Concuerdan con este importante punto Ben Alcutía, los demás autores árabes primitivos Rasis, Ben Hixem, etc.
La descripción que hace Ben Aljatib de su patria no puede ser más explícita cuando nos dice «es una ciudad enclavada en la Cora de Elvira, una de las más extensas de toda España, y como el centro de las ciudades sometidas por la conquista. En la historia de los griegos fue conocida por el Sanan -joroba de camello- de Andalucía». Para los que conocemos la zona, no exista más joroba de camello que los conocidos morrones de nuestra Sierra de Elvira.
Quiero con esto llegar a tiempos más remotos, pues si nos encontramos con la Iliberi Goda, como tal, sin aún la existencia de una medina o Ubrs en donde hoy lo está Granada geográfica, sin crónicas históricas que lo contradigan, sin lugar a dudas esa Iliberi fue la heredera de la antigua ciudad romana, que en los primeros años del siglo IV reinando Constantino concentrara a 19 obispos cristianos, promulgadores de los ochenta y un capítulos del Código Iliberitano.
No quiero traer a colación la polémica de los yacimientos, pero desde la llamada zona del Cortijo de las Monjas hasta el Cortijo de Marugán, posiblemente en este lugar por la gran riqueza de los hallazgos, en cantidad y calidad, brazaletes y anillos de oro, monedas, etc., se ubicó el centro de la gran urbe romana.
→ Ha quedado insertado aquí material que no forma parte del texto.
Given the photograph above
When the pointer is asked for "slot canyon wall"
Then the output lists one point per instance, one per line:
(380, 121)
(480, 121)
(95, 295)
Llamo la atención de la diferencia de criterios que al efecto tienen los historiadores Leopoldo Eguílaz Yanguas y Lafuente Alcántara, para el primero la gran riqueza de los hallazgos así lo evidencian concretamente en las excavaciones en Cortijo de Marugán; para el segundo, que quizás, no tuvo conocimiento de estos hallazgos, la pobreza de los utensilios encontrados en Cortijo de las Monjas, le llevan a creer que en la zona jamás pudo haber una gran urbe, sino una paupérrima ciudad o aldea. La evidencia está clara si en Marugán apareció tanta riqueza, y para uno y otro historiador las riquezas de los yacimientos arqueológicos evidencian la ubicación de una ciudad rica y potente, es más claro que la metrópolis Ilíberis lo estaba en las inmediaciones del Cortijo de Marugán en el término municipal de nuestro pueblo.